Author Archives: Rusty Rueff

About Rusty Rueff

Rusty Rueff, author of purposed worKING. Rusty Rueff is the former Chairman Emeritus of The GRAMMY Foundation in Los Angeles. He most recently completed the successful 16 month leadership role as Coordinating National Co-Chair for Technology for Obama (T4O) for the reelection of President Obama and ten-years of Board service and President of the Board of Trustees of the American Conservatory Theater in San Francisco. Corporately, most recently Rueff was the Chief Executive Officer at SNOCAP, Inc. until the acquisition of the company by imeem, Inc. in April 2008. Before joining SNOCAP in 2005, he was Executive Vice President of Human Resources at Electronic Arts (EA) from 1998 until 2005. He was also with the PepsiCo companies for more than ten years, with the Pratt & Whitney division of United Technologies for two years, and in commercial radio as an on-air personality for six years. Rusty holds an M.S. in counseling and a B.A. in radio and television from Purdue University. In 2003 he was named a distinguished Purdue alumnus, and he and his wife, Patti, are the named benefactors of Purdue’s Patti and Rusty Rueff School of Visual and Performing Arts. He is a corporate director of Glassdoor.com and runcoach. He is the co-founder and Executive Committee Member of T4A.org, serves on the Founding Circle of The Centrist Project and a founding Board Member of The GRAMMY Music Education Coalition. He is also the co-author of the book Talent Force: A New Manifesto for the Human Side of Business. Rusty and his wife, Patti, reside in Hillsborough, CA and Charlestown, R.I.

day 2638: Peace and Quiet

“Make it your goal to live a quiet life, minding your own business and working with your hands, just as we instructed you before.”
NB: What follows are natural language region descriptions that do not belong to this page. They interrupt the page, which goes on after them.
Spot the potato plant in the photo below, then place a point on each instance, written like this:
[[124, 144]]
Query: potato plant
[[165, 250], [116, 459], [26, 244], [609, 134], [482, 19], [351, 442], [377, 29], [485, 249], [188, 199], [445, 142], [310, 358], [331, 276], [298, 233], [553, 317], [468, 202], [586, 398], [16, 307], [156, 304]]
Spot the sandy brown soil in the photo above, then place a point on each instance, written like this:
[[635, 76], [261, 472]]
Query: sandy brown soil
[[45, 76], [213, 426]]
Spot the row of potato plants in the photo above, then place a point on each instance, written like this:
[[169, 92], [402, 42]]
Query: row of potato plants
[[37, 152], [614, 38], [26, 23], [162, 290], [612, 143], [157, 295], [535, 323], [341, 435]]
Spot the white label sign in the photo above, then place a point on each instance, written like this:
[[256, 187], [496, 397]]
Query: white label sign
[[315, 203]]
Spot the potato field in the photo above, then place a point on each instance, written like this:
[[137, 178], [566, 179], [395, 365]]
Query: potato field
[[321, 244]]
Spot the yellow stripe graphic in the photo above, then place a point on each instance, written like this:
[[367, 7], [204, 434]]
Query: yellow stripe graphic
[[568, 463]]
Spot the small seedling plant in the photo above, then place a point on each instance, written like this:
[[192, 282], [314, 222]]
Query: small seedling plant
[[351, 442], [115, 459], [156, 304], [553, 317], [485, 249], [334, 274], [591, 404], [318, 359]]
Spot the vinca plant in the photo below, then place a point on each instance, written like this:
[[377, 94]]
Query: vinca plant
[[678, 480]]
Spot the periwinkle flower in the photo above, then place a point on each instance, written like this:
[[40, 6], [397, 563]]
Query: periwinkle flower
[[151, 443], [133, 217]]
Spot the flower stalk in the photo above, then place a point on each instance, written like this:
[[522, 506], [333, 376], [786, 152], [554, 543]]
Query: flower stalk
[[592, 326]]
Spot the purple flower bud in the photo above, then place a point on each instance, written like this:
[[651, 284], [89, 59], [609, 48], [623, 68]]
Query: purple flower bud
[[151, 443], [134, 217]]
Yesterday, I wrote of Salt and Peace.  Today, let’s pick up with Peace and add Quiet. The workplace has changed a lot over the past 30 years.  We went from offices to cubicles, from cubicles to open working spaces, from open working spaces to hoteling, from hoteling to working at home, from working at home to shared working spaces with other companies like WeWork buildings  But all along, we have sought a place for peace and quiet to think and be most productive.  Where once we closed the door to get our work done, today we might put in our airbuds or disappear all together and end up in a corner somewhere to be unseen and for others to be unheard.  Regardless, we all need some peace and quiet every now and then and when we can give it to others, it’s a real gift.

I have long been curious about the verse above  because on the surface when read it is telling us to go to work in almost a solitary way. But, I have come to realize that this verse can be situational and relative to a person’s talents and job. Patti and I watched the American Film Institute (AFI) Lifetime Achievement ceremony for Denzel Washington.  Few would say, on the surface, that he would embody the lesson to the Thessalonians. But, if you listen closely, he is a man of faith, living his life and going about his own business, his own craft, working with his skills given and creating peace and quiet around him. If a bigger than life person like Denzel can find that peace and quiet, so we can we, in any job that we are given.